Currently the online conference services of the following external service providers can be used via the corresponding links, in conjunction with the access details for the university services:

Cisco WebEx:
T-Systems International GmbH
Hahnstraße 43d, 60528 Frankfurt am Main
Cisco's online privacy policy
Privacy notices for the individual services

DFNconf:
Verein zur Förderung eines Deutschen Forschungsnetzes e.V. (DFN)
Alexanderplatz 1, 10178 Berlin
https://www.conf.dfn.de/datenschutz/

The following data is collected and stored when online conferencing services are used:

• First name and Surname
• Username/password or telephone number
• Meeting metadata

User information is only used to provide the service and the actual functionality of the meeting.

The person who initiated the event or sent the invitation to a meeting has the option of recording the meeting (video recordings, chats and other content), with the consent of the participants involved).

All the users have the option of uploading text, audio and video files during the conference and sharing them with the other participants in the meeting.

The university has set the default settings of the online conferencing service in question to be as friendly towards data protection as possible.

In principle, no text, audio or video files are processed without the users triggering the processing themselves, via the corresponding function, and thereby consenting to processing.

Personal data that is processed in conjunction with participation in online conferences is, in principle, not disclosed to third parties, provided it is not specifically destined for disclosure.

If necessary, the providers of the services will become aware of the above-mentioned mandatory data, and the optional self-recorded data, to the extent that this is stipulated in the processing contract in question. In addition, they reserve the right to disclose registration information, host information and/or usage information to the provider of the service, contractors or other third parties, if this is necessary for the provision and improvement of the service.

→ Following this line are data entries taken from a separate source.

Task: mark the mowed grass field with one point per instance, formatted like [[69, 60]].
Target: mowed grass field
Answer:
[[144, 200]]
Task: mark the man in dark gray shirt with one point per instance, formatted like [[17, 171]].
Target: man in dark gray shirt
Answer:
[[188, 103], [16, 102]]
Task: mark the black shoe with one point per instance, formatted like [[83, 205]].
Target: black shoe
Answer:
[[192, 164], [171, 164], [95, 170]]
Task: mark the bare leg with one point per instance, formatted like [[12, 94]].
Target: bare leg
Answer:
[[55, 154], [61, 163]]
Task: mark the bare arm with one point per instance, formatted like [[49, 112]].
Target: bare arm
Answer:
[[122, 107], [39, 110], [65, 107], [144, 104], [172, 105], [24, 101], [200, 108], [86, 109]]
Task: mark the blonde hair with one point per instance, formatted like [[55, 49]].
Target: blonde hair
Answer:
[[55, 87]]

When the ‘WebEx’ service is used, it cannot be ruled out that data will be transmitted to the USA, as this is an American provider. Data is processed via servers in Germany or the European Union.

 

2. Purpose and legal basis of data processing

In particular, online conferencing services serve to establish and use digital learning formats, in order to supplement in-person events. Alongside this, assistance can be given with personal administrative tasks via meetings and committee meetings held in the form of telephone and/or video conferences. 

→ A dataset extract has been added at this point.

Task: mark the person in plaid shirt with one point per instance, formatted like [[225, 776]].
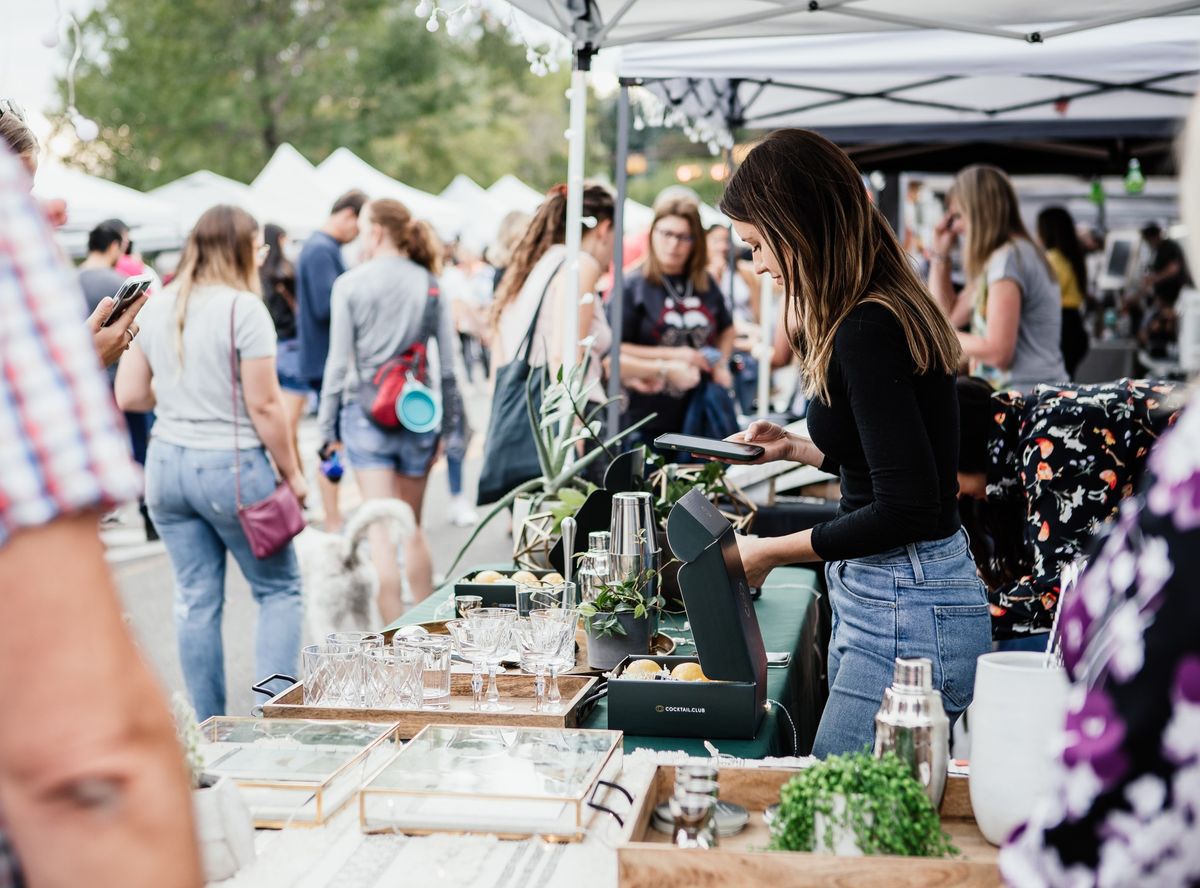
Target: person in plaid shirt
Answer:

The legal basis for the processing of the users’ personal data is Art. 6 Para. 1 (e) of the GDPR.

If the functions of the online conferencing service (uploads, chat) and a recording of the conferences are actively used, the legal basis for the data collected and stored, to the extent that the user consents to this, is Article 6 Para. 1 (a) of the GDPR.

 

3. Duration of storage and data erasure | Right to object

When the DFNconf service is used, the leader or the user needs to undertake manual erasure, as the data and recordings are not erased automatically.

Subject to other internal guidelines, active users have complete control over how long their user-generated information (e.g. recordings and files that they initiate or upload) is stored on the Webex meetings platform and can view and erase this user-generated information at any time.

After the end or expiry of the service, user-generated information will be deleted from the Webex meetings platform within 60 days, at the most.

The user has the option of deregistering from the service in question at any time and erasing their personal data or their entire profile. If the processing of personal data within the scope of the use of an online conferencing service is based on the user’s consent, the user has the option of revoking this consent at any time. Revoking this consent does not affect the legality of the processing that has already occurred on the basis of this consent, up to the point in time at which it was revoked. The leader of the online conference is to be informed of the revocation of consent directly, and will either erase the data from the system him/herself or arrange for it to be done.